Three telemedicine projects

CATEL has been involved in several high profile projects to develop the use of telemedicine. Domoplaies is one of the biggest French telemedicine projects to date. It covers two French regions, Languedoc-Roussillon and Basse-Normandie, and enables remote wound monitoring. It brings together regional health agencies, the healthcare network specialising in wounds and healing, and the regional academic hospitals, and uses everyday technology such as cameras, tablets and smartphones.

Another project involves a hospital, a jail and retirement homes in the north of the Auvergne region, in France. This provides telemonitoring for chronic obstructive pulmonary disease (COPD), and is the first such project in France. The equipment used is rather more specialized, and includes sensors, spirometers and cameras.

Finally, telepsychiatry in Brittany is one of the oldest, and perhaps the most convincing uses of telemedicine. It has been widely adopted in the area, despite initial resistance, and the psychiatric community is showing great interest in the progress of the project. It uses only fixed and mobile video-conferencing systems. Presumably, as Skype becomes increasingly widespread, this type of project is likely to be seen more and more across Europe and beyond, as health professionals use the technology to remain in touch with psychiatric patients requiring regular or emergency contact.

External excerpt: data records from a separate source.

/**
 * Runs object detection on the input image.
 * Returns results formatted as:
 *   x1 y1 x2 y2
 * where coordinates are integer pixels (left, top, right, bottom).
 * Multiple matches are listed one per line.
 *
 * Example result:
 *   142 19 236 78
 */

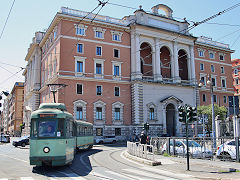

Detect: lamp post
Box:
199 75 216 149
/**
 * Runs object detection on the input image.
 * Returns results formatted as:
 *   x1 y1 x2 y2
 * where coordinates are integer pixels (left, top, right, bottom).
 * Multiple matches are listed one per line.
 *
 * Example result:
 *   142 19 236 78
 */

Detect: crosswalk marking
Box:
105 171 136 180
141 167 192 178
20 177 34 180
123 169 177 180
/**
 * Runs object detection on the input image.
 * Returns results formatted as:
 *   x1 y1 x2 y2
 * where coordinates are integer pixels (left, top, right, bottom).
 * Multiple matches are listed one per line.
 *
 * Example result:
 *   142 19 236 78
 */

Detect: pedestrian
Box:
140 132 147 144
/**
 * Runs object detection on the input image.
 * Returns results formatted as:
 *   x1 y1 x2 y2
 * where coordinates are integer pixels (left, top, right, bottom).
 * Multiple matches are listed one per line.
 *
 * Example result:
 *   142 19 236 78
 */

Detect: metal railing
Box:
150 137 240 162
127 141 155 161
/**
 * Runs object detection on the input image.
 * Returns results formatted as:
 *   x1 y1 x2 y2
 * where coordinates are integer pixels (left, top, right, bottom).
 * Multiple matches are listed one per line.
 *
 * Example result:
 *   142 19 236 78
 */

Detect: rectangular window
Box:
96 46 102 56
113 34 120 41
149 108 154 120
76 107 83 120
96 63 102 74
76 27 85 36
96 128 103 136
77 84 83 94
202 94 206 102
223 96 227 103
221 67 225 74
113 49 119 58
114 108 120 120
198 51 203 57
95 31 103 38
235 79 238 85
211 65 215 72
213 94 217 103
222 79 226 88
114 87 120 96
77 44 83 53
77 61 83 72
115 128 121 136
97 86 102 96
209 53 214 59
114 65 120 76
96 107 102 120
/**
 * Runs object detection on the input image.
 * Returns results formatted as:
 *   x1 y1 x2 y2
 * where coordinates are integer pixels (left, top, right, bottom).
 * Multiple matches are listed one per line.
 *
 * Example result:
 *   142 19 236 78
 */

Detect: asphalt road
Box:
0 143 191 180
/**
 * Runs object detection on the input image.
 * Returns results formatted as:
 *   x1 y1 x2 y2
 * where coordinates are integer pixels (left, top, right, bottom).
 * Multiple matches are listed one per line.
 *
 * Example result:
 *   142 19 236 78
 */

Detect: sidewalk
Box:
126 152 240 180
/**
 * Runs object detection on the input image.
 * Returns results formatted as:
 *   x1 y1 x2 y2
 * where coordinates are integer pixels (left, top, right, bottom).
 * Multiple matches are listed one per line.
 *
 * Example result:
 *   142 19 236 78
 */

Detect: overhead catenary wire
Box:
0 0 15 39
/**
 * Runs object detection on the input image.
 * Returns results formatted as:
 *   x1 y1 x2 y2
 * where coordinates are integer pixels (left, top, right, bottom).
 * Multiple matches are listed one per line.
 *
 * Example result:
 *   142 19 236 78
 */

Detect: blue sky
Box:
0 0 240 95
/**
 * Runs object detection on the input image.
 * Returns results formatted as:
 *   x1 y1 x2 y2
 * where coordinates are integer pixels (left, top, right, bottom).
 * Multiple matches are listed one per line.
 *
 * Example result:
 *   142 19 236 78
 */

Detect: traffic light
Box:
144 123 149 131
187 106 197 123
178 106 186 123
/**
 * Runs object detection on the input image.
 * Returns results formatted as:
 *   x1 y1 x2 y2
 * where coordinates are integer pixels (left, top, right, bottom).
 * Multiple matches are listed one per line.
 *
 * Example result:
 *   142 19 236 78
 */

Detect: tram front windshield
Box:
38 121 57 137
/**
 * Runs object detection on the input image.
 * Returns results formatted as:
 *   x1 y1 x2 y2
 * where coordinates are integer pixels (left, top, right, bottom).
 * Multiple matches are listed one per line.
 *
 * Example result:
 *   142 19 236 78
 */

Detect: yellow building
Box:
8 82 24 136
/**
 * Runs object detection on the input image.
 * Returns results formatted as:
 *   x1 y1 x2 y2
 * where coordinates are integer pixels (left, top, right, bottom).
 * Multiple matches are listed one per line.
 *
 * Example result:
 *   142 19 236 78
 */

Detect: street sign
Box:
228 96 239 115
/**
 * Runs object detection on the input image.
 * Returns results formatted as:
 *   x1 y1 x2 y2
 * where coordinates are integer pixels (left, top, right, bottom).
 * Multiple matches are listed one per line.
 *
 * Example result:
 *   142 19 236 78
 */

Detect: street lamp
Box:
199 75 216 148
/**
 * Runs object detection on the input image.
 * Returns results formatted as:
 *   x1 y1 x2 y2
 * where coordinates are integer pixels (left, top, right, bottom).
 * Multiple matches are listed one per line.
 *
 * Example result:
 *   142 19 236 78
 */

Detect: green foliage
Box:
197 104 227 132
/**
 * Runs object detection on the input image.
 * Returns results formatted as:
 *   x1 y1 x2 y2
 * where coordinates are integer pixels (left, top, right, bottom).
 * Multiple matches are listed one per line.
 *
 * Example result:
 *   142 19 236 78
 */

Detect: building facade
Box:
232 59 240 96
125 4 196 136
195 37 234 108
40 8 131 139
22 32 45 135
8 82 24 136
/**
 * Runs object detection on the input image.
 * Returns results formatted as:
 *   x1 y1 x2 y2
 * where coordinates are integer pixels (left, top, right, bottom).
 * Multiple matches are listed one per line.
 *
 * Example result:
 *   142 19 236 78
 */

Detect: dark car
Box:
13 136 29 147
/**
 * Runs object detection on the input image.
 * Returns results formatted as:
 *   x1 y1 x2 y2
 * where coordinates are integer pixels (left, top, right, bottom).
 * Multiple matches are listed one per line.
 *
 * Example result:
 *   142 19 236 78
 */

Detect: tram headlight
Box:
43 147 50 153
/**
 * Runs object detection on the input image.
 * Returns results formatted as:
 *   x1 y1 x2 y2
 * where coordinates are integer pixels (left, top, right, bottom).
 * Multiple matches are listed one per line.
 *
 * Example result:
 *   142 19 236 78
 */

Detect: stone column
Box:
189 45 196 82
154 38 162 81
173 41 181 83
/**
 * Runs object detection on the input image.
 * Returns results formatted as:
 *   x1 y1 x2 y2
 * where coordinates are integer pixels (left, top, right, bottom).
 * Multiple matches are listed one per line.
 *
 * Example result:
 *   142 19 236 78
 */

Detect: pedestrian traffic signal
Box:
178 106 186 123
187 106 197 123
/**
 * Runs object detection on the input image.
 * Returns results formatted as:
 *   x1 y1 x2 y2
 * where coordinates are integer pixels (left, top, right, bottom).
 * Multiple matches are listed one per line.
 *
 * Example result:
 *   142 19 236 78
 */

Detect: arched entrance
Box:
166 103 176 136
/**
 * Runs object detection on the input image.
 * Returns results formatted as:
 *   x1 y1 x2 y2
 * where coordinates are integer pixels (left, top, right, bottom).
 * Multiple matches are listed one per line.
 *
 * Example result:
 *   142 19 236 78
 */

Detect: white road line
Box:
20 177 34 180
90 172 113 180
123 169 178 180
57 171 85 180
0 154 29 163
141 167 193 178
105 171 135 180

These examples showcase CATEL’s methodology, and in particular its knowledge and use of existing applications. The benefit of having CATEL as a partner in such a project is that it can bring together the various parts of the system through a multi-disciplinary platform. Gérard Comyn believes that CATEL is probably most proud of these three examples, together with its international conferences, since they have all served to both increase CATEL’s ‘know-how’ and make it more visible to its network.

Future outlook

The important message for CATEL to get across is that it facilitates communication. It supports technologies that bring people together, and so encourage collaboration. As ever, it is not the technology that is important, but what it can drive and facilitate: in this case, collaboration with and active participation from patients. He also stresses that CATEL’s experience is in supporting partners throughout their e-health projects, from start through implementation to consolidation, drawing on all of its broad network of players.